Без резких движений мужчина повернулся к ней всем телом и с умным видом профессора поправил очки:

– Небольшая наблюдательность, не переживайте. Я нечаянно заметил, как вы вцепились в фотографию, – он указал пальцем на полку. – Она для вас что-то значит?

– Нет.

– Сядьте, не стойте столбом. Вы ведь живая женщина, а не статуэтка какая-то.

От усталости она переминалась с ноги на ногу. Опустила голову – осмотрела подол пальто. Какая-то грязь и пыль прилепились к ткани, найдя на ней исправный ковчег, что доставит к вольному ветру, который затем разметает их по всему миру, попутно показывая смешные жизни и искусственные и естественные величества планеты. Дарья старательно отряхнула пальто, и после отстучала широких три шага, чтобы усесться так, словно никто не предлагал, словно она по собственному желанию решила уместиться на диване. Опустилась она резко, буквально плюхнулась, как будто на плечи с силой надавили…

Закинула ногу на ногу. До образа серьезной, озабоченной, деловой, решающей важное женщины ей недоставало стакана с виски и кипы договоров.

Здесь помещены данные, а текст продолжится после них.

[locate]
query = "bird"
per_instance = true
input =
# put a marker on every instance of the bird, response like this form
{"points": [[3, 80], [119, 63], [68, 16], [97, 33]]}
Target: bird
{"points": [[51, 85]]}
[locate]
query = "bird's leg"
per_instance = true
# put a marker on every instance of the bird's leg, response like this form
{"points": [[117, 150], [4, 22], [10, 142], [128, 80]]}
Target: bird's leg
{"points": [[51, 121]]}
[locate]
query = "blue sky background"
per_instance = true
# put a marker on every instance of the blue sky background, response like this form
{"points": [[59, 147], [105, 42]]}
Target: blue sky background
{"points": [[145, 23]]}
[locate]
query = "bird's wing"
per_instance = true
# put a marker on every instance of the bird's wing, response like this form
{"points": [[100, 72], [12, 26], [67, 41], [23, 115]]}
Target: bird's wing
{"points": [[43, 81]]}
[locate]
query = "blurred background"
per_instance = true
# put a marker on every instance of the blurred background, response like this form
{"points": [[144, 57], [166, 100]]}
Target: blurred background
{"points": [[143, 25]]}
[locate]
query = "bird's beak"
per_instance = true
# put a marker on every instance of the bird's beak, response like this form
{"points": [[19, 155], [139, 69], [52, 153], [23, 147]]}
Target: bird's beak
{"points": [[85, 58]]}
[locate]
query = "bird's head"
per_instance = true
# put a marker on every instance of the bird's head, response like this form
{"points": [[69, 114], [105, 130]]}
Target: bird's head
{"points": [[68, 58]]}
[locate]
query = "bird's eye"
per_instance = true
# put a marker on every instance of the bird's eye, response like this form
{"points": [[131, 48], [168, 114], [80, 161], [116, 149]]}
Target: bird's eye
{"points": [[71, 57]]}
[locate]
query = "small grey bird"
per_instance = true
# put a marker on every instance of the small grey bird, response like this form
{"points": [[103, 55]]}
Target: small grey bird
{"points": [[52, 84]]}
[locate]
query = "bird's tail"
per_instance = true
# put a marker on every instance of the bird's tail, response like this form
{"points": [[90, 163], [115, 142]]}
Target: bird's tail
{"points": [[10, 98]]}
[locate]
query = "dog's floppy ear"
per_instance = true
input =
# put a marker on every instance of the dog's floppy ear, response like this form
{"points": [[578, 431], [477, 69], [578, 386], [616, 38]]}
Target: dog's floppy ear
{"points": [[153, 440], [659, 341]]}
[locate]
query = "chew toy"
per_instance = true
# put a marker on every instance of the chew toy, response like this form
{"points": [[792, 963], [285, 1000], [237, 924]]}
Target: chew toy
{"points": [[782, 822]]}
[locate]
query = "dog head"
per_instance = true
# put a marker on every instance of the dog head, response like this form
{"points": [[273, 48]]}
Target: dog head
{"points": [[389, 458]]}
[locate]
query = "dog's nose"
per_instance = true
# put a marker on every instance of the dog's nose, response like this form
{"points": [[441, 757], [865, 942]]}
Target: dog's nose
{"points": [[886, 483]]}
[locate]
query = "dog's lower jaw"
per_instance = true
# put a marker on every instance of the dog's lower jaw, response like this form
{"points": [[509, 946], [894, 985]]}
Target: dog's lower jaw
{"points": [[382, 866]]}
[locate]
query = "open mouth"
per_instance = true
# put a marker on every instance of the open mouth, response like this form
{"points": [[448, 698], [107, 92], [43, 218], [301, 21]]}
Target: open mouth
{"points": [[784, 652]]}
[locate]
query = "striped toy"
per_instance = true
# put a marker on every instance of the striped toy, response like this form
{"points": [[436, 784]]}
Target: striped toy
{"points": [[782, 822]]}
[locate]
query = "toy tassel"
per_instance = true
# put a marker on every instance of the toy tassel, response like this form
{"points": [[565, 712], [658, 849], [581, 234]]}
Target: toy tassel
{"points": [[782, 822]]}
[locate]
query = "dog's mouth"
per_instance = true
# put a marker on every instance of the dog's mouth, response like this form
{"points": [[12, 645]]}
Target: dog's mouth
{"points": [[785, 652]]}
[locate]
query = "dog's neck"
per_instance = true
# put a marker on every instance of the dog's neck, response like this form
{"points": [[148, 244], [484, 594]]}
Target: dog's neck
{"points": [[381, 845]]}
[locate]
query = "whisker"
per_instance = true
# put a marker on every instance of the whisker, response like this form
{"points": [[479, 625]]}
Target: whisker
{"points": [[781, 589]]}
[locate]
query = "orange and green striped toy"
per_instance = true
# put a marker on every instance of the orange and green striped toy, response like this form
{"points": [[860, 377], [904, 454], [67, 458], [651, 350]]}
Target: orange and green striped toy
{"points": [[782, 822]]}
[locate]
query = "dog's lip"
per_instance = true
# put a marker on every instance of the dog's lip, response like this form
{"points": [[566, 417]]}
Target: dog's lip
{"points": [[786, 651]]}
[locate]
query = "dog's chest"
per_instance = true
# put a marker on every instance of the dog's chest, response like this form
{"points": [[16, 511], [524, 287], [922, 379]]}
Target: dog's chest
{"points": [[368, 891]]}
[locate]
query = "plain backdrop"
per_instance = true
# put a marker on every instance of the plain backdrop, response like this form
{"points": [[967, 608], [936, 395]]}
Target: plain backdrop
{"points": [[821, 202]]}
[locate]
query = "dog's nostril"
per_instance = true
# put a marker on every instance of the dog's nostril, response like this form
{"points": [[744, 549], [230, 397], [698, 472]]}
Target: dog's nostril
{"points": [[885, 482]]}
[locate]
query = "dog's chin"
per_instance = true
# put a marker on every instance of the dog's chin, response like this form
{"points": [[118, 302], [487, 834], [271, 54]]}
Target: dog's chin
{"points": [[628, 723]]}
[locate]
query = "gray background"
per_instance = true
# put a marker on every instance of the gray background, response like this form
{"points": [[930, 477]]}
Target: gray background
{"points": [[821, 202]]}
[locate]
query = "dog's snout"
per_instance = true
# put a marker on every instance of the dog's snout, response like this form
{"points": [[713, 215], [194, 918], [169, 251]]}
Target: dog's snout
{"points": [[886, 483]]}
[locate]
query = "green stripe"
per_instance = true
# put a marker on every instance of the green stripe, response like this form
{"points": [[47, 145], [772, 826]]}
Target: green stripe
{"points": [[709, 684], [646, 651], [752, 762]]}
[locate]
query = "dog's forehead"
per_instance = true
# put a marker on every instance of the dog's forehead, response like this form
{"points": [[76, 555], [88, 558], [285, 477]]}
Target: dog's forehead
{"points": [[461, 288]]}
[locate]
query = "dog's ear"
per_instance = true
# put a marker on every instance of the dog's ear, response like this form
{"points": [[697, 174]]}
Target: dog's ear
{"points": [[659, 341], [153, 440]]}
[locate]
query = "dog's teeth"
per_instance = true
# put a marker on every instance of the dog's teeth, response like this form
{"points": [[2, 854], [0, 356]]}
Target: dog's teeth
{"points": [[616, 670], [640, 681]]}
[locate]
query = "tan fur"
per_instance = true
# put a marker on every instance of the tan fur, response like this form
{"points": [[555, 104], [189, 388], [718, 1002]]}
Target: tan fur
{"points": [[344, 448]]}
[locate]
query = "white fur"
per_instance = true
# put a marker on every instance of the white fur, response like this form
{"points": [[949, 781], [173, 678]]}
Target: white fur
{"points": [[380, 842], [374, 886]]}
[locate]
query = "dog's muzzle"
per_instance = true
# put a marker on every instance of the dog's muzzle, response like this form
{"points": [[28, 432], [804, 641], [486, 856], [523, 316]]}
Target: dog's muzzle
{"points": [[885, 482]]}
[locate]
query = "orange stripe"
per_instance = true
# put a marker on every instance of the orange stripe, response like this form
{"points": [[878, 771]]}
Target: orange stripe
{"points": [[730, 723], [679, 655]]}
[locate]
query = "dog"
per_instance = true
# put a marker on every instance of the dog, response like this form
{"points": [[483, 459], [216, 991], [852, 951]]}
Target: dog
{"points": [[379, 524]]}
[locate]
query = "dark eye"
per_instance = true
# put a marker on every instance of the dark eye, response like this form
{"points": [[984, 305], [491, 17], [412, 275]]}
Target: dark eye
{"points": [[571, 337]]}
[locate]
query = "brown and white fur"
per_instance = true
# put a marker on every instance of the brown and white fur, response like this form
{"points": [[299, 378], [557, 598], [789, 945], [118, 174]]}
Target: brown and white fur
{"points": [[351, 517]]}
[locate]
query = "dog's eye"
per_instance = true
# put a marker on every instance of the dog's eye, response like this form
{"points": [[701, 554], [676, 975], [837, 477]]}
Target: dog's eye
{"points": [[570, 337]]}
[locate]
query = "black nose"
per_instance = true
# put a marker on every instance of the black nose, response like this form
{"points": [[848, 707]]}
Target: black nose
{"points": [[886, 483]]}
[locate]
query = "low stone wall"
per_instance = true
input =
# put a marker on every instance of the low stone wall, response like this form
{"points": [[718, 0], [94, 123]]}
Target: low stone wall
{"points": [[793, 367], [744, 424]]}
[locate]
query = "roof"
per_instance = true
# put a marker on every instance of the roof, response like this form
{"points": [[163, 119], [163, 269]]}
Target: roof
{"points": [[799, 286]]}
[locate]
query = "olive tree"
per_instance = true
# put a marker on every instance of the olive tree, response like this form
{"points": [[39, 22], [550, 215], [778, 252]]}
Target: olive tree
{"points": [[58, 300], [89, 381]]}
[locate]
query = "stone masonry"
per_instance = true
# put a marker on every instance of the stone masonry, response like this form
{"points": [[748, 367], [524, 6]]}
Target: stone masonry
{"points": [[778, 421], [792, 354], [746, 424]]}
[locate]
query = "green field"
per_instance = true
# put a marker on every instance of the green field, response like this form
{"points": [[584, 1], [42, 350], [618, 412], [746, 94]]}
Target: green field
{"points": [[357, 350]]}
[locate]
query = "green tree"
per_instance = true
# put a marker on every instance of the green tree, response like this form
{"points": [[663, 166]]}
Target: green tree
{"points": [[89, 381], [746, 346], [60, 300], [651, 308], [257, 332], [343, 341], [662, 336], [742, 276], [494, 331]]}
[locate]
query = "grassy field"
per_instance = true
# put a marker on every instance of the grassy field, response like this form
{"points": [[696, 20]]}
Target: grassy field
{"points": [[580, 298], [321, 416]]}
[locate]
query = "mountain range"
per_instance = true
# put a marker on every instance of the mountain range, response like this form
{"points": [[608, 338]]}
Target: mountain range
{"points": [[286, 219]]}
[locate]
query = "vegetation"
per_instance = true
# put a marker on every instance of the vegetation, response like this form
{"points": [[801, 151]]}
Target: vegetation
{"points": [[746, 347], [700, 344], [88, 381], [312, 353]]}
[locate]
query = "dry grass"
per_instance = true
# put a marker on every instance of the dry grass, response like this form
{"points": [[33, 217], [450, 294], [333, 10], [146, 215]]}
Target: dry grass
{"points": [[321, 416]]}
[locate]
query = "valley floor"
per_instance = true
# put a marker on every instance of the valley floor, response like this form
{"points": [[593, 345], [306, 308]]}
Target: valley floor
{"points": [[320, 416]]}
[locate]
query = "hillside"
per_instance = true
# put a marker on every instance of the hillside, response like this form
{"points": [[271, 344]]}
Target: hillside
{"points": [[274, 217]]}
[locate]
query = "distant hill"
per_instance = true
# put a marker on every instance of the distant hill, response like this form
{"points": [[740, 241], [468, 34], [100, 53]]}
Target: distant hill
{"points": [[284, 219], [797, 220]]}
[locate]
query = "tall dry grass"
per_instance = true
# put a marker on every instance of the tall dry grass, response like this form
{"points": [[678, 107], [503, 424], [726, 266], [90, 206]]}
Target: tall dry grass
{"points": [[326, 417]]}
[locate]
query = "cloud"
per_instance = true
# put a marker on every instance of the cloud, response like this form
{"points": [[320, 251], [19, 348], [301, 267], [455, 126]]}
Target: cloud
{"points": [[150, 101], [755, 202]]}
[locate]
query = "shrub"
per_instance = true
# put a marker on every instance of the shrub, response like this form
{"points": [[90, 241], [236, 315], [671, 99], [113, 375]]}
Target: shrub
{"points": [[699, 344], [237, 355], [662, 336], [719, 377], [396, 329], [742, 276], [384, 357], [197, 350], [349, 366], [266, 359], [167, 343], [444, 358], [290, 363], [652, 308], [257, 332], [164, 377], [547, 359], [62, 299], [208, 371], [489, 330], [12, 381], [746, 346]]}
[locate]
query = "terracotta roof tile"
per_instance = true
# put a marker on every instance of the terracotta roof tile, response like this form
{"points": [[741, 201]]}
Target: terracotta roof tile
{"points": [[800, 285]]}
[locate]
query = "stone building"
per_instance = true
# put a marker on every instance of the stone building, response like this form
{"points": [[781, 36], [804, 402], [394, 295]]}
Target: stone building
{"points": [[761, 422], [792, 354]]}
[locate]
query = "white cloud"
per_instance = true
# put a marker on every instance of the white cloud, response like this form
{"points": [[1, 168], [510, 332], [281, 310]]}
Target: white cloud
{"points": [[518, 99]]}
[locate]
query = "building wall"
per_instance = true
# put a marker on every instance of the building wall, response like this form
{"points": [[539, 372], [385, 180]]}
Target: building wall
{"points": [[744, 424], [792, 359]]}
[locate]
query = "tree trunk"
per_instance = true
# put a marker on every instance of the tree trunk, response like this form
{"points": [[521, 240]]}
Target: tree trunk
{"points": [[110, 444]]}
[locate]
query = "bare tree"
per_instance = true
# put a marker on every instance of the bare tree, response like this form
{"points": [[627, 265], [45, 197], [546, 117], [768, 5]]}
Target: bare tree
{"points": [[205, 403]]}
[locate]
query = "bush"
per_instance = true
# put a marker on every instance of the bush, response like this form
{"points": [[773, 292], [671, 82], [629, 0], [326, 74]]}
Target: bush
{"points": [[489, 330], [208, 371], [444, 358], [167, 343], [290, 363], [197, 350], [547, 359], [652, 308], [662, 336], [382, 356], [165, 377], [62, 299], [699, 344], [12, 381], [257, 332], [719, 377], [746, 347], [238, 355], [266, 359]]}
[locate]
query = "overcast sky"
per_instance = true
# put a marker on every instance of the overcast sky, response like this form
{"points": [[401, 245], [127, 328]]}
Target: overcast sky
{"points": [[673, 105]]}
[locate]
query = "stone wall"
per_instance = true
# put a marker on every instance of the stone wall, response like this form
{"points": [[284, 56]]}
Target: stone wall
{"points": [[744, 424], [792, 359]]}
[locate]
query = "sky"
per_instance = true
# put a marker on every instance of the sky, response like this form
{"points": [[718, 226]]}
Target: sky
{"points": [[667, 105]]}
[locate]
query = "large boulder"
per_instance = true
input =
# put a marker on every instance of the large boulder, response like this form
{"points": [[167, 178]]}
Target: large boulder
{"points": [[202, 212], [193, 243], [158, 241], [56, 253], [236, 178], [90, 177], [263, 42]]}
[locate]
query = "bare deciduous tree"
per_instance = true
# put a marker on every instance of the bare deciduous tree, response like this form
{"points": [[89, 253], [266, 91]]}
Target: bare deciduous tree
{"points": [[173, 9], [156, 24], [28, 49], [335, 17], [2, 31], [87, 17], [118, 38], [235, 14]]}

– Так она для вас что-то значит?

– Нет. Не ожидала увидеть ее именно здесь, – можно подумать, будто все дело заключалось в том, что кто-то передвинул рамку чуть правее или переставил ее на полку выше.

– Раз уж неожидаемое так потрясло, получается, где-то в прошлом вы приложили немало стараний, чтобы позабыть эту неожиданность и уверить себя в том, что больше никогда не возвратитесь к ней.

– Забот мало?

– Почему же, – раздув пухлые щеки, добродушно усмехнулся тот в ответ на ястребиный взгляд, – просто я увлекаюсь психологией…

– Вот и увлекайтесь ею на улице, там полно прохожих! А меня… Оставьте в покое, – на выдохе закончила та.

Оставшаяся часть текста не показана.